Я боялся чужой жалости, но не сумел избегнуть ее. Потому что и Валя и Туся — обе жалели меня и сюда, на дачу, взяли тоже из жалости. Ну и что с того? Разве я не пожалел однажды замерзавшего щенка? Или я не жалел тех, бывших прославленных футболистов, игравших матч ветеранов?
Вспомнилось, как Валя смотрела на меня во время последнего моего матча на стадионе. Я поймал тогда ее взгляд, и, все время, пока я ходил, улыбался, пожимал чьи-то руки, говорил о чувствах, испытываемых мной, перед моими глазами стоял этот взгляд, в котором была и горечь, и боль, и обида только за меня одного, ни за кого другого…
Я свистнул Ауту, и он радостно впрыгнул в машину. Самое большое удовольствие для Аута — ехать со мной в моей машине.
— Поедем, дружок, — сказал я ему. — Поглядим, как там дома…
За своими вещами я решил приехать как-нибудь в другой раз. Да и вещей у меня на даче было всего ничего, можно подождать до осени.
Однако все-таки надо было проститься с Тусей. Как-то неловко уезжать, не сказав ни слова.
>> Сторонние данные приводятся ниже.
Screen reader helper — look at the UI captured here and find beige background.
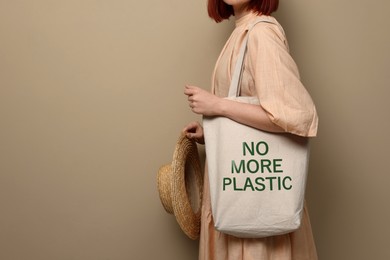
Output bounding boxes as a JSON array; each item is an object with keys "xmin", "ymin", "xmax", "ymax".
[{"xmin": 0, "ymin": 0, "xmax": 390, "ymax": 260}]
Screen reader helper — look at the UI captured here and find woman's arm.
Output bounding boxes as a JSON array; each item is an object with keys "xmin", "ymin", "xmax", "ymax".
[{"xmin": 184, "ymin": 86, "xmax": 284, "ymax": 132}]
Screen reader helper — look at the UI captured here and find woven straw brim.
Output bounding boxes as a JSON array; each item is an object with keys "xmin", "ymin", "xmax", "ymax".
[{"xmin": 157, "ymin": 135, "xmax": 203, "ymax": 239}]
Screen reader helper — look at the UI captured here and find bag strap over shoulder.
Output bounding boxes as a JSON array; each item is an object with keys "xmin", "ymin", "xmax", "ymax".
[{"xmin": 228, "ymin": 16, "xmax": 275, "ymax": 97}]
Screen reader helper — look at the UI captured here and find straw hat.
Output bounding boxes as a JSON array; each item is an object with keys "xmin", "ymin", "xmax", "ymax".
[{"xmin": 157, "ymin": 134, "xmax": 203, "ymax": 239}]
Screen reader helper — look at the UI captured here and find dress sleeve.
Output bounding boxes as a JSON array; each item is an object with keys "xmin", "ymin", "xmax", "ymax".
[{"xmin": 247, "ymin": 23, "xmax": 318, "ymax": 136}]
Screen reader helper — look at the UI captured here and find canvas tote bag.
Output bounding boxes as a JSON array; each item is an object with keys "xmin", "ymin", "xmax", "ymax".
[{"xmin": 203, "ymin": 18, "xmax": 309, "ymax": 238}]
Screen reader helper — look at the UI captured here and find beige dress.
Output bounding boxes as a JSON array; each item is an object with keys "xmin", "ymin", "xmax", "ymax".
[{"xmin": 199, "ymin": 13, "xmax": 318, "ymax": 260}]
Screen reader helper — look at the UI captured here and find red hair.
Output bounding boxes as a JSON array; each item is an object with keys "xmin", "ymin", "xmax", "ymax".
[{"xmin": 207, "ymin": 0, "xmax": 279, "ymax": 23}]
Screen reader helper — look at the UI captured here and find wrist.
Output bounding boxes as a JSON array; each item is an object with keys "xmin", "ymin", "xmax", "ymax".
[{"xmin": 216, "ymin": 98, "xmax": 229, "ymax": 117}]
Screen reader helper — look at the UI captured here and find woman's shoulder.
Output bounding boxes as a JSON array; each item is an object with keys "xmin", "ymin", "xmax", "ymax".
[{"xmin": 247, "ymin": 15, "xmax": 288, "ymax": 47}]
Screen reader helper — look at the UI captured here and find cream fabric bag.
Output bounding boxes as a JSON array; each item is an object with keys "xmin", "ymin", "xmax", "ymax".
[{"xmin": 203, "ymin": 18, "xmax": 309, "ymax": 238}]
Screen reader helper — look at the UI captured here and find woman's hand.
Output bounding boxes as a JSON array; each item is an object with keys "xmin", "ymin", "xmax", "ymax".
[
  {"xmin": 182, "ymin": 122, "xmax": 204, "ymax": 144},
  {"xmin": 184, "ymin": 85, "xmax": 222, "ymax": 116}
]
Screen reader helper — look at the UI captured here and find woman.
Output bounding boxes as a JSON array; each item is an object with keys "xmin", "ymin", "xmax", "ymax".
[{"xmin": 183, "ymin": 0, "xmax": 318, "ymax": 260}]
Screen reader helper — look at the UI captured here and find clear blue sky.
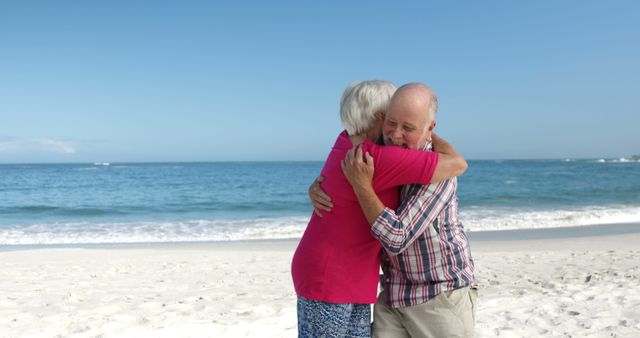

Правда, я понимал, что могу не устоять, едва лишь она начнет уговаривать остаться, а она непременно начнет, потому что жалеет меня.
Может быть, и в самом деле уехать, не говоря больше ни слова, а как-нибудь в Москве встретиться с Тусей как ни в чем не бывало и постараться объяснить ей, что так оно лучше и для нее с матерью, и для меня. И с Валей тоже надо будет поговорить, может быть, не стоит объяснять все как есть, просто сказать, что дел в Москве много. А поверит она или не поверит, это уже не моя забота…
Я вылез из машины, постоял, не зная, что предпринять. Аут сидел на моем сиденье, молча, настороженно глядел на меня своими чуть выпуклыми темно-карими глазами. Я через силу усмехнулся.
— Что, брат, хочется ехать, как я погляжу?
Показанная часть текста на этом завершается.